Nessel
GRAND RAPIDS, Mich. - Michigan Attorney General Dana Nessel says President Donald Trump was premature to file suit against her in an effort to block the state from joining climate change litigation against the oil industry.
Nessel on June 20 in Michigan federal court filed a motion to dismiss Trump's lawsuit against her, which seeks a judge's ruling affirming his executive order that forbids climate cases by state and local government officials - dozens of which have already been filed.
After issuing his EO, Trump went to court to block possible lawsuits from Hawaii and Michigan. Hawaii Attorney General Anne Lopez went ahead and filed one anyway, but Nessel has not - possibly while she waits on pending legislation or a Michigan Supreme Court ruling that would let her office use a state law in ways she currently can't.
Nessel calls Trump's suit a "speculative and preemptive attack on state sovereignty - contingent on future events that may never occur..."

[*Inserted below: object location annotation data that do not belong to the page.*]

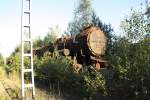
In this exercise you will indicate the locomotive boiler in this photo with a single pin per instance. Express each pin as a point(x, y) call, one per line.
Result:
point(88, 47)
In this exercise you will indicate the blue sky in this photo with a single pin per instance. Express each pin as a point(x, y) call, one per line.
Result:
point(47, 13)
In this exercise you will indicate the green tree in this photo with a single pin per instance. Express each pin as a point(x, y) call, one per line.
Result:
point(82, 17)
point(52, 35)
point(131, 58)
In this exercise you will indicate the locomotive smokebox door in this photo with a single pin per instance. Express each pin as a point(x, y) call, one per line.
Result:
point(96, 41)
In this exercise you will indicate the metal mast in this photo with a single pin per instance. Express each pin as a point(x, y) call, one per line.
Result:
point(27, 53)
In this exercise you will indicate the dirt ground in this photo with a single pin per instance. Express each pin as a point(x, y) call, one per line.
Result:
point(8, 89)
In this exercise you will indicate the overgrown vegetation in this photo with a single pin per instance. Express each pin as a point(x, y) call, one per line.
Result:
point(126, 78)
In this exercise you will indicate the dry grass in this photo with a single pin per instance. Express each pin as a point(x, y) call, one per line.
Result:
point(10, 88)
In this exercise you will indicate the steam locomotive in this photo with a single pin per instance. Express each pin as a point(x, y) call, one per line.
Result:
point(88, 47)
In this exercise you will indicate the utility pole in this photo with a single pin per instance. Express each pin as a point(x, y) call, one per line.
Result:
point(27, 54)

"Michigan has brought no state law claims that this Court can assess to determine whether they are preempted or unconstitutional - or whether this Court should abstain from such proceedings util state courts have the opportunity to determine whether any claims Michigan pursues are cognizable under state law," the motion to dismiss says.

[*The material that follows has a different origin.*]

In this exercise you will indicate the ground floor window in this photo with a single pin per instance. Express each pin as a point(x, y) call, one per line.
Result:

Plaintiff lawyers hired by government officials on contingency fees crafted their climate complaints to stay out of federal courts by making state-law claims like consumer deception and public nuisance.
The suits claim consumers would not have burned as many fossil fuels as they did had the oil industry been upfront about the harms emissions could cause. But six state judges have refused to issue rulings that would essentially set new emissions standards.
The supreme courts of Hawaii and Colorado, however, have allowed cases in those states to proceed. Trump's lawsuit seeks to stop the spread of this litigation, arguing state and local officials are sticking their noses where they don't belong.
"Congress delegated to EPA the authority to determine whether and how to regulate greenhouse gas emissions, thereby displacing federal common law claims and occupying the field of interstate air pollution regulation," the suits against Hawaii and Michigan say.
A group of 14 attorneys general has filed a lawsuit of its own against the executive order in Seattle federal court.
The Mackinac Center for Public Policy previously reported Nessel had picked private lawyers to sue companies like Exxon and Chevron but nothing has been filed yet. In the meantime, she hopes to push SB 134 through the state House of Representatives, after Senate Democrats approved it 19-18 earlier this month.
The bill would change how courts have interpreted the Michigan Consumer Protection Act. Under two older rulings by the state Supreme Court, plaintiffs can't bring MCPA claims against companies already regulated by state and federal agencies (and emissions are regulated by the federal Environmental Protection Agency).
That would change under this bill, which sits in the House Judiciary Committee. Republicans hold a small majority there and represent the last chance to stop the bill.
Nessel wants the law changed so she can investigate Eli Lilly over insulin prices under the MCPA, but it would apply to other avenues of litigation like climate change. She's also asking the state Supreme Court to make the change in an appeal in the Eli Lilly case.
She and supporters, like Michigan's plaintiff lawyer group, want state Supreme Court justices, now mostly Democrats, to undo the rulings of their Republican predecessors.
The Michigan Chamber of Commerce is among the opposition to Nessel in the state Supreme Court, writing in an amicus brief, "Layering on another level of lawsuits does little to protect consumers and much to burden Michigan businesses - all while lining the pockets of lawyers on both sides of the dispute."
A South Carolina judge recently held a hearing on how Trump's executive order impacts Charleston's case. And six judges, including two in Maryland and one in New York, have expressed concerns that though the cases make claims under consumer protection laws, they actually impact the global energy market.
Judge Videtta Brown, in Baltimore's case, said the litigation goes beyond the limits of Maryland law, or whatever states other cases are filed in.
"This Court holds that the U.S. Constitution's federal structure does not allow the application of state court claims like those presented in the instant cases," Judge Steven Platt wrote in tossing Annapolis' case.
"The States such as Plaintiffs here... can participate in the efforts to limit emissions collaboratively, but not in the form of litigation... If states and municipalities [or] even private parties are dissatisfied with the federal rulemaking or the outcome of cases, they may seek federal court review."